Cold winters, short spring and long hot summers usually stretch into an extended Indian summer. The warm days followed by cool nights in autumn bring morning mists necessary for the Botrytis. The humidity originates from the nearby rivers Bodrog and Tisza, as well as marshy land on the edge of the Great Hungarian Plain. 


The Disznókő estate is among the warmest in the region.

-  heated by constant summer warmth rising off the Great Plain to the south,

-  protected from cold winter winds by the Zemplén Mountains to the north,

It benefits from the predominant east-west air movement shrivelling the aszú grapes. 


Plenty of sun on the mainly south, south-west, south-east facing plots of the Disznókő estate. 


135 to 220m above sea level. Though it may not seem particularly high, the height is gained in a very short distance from the Great Hungarian Plain immediately in front which lies at only around 80m. The vineyards are quite steep and held by terraces.
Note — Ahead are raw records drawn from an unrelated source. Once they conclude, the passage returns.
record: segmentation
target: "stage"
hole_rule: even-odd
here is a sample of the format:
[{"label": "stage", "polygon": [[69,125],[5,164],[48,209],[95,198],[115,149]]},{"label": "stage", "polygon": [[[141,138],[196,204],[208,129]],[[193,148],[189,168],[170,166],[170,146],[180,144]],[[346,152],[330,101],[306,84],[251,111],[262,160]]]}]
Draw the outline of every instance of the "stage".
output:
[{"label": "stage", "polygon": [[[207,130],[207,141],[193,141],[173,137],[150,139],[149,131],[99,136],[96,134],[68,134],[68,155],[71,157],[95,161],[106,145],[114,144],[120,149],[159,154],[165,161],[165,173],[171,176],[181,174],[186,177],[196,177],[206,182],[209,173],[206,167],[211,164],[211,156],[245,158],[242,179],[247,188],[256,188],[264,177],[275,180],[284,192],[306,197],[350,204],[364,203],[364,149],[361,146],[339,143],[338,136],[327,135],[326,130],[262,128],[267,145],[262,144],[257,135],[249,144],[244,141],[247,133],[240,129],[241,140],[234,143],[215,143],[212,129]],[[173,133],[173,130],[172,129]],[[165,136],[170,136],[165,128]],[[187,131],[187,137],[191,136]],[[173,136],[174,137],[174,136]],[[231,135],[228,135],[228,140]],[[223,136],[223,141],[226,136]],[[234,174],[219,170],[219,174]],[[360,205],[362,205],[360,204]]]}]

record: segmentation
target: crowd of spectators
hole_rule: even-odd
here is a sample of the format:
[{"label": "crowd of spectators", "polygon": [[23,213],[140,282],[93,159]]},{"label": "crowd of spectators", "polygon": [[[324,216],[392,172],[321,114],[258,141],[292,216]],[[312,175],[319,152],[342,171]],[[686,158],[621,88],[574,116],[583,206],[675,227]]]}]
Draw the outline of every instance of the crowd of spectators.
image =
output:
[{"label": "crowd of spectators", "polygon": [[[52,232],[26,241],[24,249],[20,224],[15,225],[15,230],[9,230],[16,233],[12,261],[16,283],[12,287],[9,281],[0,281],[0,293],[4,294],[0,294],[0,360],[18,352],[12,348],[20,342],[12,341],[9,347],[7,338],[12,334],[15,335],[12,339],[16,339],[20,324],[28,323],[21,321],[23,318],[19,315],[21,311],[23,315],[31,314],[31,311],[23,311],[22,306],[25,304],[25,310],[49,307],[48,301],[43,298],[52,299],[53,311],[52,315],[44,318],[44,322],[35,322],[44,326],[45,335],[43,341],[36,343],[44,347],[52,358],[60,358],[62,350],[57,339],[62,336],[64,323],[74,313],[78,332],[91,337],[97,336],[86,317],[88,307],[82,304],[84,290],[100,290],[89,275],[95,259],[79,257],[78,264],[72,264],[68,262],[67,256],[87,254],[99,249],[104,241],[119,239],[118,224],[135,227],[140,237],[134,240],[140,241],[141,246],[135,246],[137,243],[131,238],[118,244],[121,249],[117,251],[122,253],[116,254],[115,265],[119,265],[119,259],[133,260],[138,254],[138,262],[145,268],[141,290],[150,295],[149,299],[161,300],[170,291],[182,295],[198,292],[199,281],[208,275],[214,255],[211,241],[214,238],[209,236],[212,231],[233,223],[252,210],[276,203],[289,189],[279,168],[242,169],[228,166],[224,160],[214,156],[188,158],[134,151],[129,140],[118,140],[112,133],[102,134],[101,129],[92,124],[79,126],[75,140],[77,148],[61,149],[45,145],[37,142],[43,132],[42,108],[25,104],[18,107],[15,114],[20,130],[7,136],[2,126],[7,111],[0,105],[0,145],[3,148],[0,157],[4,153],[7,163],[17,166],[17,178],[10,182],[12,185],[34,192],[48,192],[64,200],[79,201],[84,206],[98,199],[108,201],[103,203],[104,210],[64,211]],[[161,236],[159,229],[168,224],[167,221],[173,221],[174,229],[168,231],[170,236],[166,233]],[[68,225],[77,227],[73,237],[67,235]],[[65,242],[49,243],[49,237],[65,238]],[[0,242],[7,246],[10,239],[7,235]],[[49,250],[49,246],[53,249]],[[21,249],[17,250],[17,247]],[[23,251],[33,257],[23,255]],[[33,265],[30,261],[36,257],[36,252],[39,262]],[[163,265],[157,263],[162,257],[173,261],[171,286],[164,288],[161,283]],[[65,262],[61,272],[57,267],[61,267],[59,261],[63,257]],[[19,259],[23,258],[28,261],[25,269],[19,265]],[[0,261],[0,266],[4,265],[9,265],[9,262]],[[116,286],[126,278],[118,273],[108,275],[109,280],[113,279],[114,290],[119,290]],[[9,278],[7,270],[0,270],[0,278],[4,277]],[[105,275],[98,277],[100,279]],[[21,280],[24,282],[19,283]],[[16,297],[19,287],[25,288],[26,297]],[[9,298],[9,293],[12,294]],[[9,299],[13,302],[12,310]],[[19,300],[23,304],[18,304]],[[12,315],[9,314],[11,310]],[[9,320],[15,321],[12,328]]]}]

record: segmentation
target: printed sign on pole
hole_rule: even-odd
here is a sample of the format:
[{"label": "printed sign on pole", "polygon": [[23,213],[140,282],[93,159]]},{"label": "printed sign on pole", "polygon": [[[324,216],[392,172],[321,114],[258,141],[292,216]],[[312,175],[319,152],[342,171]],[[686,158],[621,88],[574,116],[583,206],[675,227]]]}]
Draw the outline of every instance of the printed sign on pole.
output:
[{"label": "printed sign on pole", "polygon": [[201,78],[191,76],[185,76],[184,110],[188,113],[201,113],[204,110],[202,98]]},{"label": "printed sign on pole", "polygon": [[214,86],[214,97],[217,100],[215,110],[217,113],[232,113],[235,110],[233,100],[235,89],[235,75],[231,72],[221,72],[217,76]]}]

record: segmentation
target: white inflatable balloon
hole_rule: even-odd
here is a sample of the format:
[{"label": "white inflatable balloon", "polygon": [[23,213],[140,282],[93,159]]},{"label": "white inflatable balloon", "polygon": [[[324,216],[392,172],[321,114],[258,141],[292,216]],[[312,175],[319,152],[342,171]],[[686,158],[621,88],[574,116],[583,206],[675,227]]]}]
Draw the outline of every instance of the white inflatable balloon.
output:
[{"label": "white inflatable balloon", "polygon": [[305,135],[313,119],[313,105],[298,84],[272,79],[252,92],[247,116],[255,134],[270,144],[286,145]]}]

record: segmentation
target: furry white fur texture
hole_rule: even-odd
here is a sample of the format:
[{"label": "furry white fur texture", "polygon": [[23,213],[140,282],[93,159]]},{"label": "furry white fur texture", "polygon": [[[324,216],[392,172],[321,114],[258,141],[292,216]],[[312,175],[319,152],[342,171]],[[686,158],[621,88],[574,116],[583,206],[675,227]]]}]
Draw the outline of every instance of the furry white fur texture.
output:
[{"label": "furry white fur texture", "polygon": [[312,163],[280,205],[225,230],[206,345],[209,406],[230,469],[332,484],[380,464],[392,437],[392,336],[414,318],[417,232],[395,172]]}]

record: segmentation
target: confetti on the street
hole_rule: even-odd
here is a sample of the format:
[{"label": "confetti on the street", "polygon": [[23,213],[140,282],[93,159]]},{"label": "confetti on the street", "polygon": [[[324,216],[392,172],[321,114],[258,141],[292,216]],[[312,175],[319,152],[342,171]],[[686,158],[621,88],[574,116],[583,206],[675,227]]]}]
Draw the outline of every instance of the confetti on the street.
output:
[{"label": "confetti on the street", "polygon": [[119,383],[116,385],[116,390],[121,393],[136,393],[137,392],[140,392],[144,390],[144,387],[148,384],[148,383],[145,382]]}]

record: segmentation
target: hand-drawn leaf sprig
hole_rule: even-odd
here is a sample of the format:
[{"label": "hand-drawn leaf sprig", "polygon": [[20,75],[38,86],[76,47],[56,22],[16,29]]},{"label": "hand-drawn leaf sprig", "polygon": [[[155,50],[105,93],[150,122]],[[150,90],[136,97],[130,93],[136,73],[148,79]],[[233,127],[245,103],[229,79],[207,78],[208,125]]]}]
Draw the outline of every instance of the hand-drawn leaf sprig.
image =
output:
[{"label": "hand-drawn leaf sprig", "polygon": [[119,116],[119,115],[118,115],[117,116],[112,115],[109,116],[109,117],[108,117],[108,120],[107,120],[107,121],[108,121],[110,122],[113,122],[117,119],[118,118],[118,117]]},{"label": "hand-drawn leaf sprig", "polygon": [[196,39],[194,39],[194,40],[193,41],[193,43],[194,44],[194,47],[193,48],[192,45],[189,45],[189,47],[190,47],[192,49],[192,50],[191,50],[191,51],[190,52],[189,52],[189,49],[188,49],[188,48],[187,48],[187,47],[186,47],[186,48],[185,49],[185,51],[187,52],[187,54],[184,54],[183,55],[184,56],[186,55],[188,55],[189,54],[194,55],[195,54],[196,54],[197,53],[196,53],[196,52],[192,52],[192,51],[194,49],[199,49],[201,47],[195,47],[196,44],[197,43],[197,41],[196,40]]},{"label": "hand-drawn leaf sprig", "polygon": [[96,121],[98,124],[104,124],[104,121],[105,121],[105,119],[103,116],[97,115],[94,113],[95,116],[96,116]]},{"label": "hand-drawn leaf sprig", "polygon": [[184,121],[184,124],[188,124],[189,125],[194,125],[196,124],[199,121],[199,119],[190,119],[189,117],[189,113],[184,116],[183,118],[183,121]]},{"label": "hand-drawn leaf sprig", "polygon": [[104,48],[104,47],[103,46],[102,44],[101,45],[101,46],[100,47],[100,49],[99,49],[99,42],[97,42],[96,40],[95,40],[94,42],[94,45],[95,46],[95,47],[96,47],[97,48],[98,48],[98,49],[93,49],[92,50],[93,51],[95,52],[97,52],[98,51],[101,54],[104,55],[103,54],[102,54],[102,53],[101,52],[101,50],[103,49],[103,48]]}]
The characteristic soil within the Disznókő estate is a clay soil, settled on rhyolite and rhyolite tuff, a volcanic rock rich in minerals. It has an excellent structure with an ideal water retaining ability and warms up easily to radiate heat towards the vines. The soil has a neutral pH and a well-balanced nutrition content. The rich mineral content of the volcanic soil adds a unique “fire” to our wines.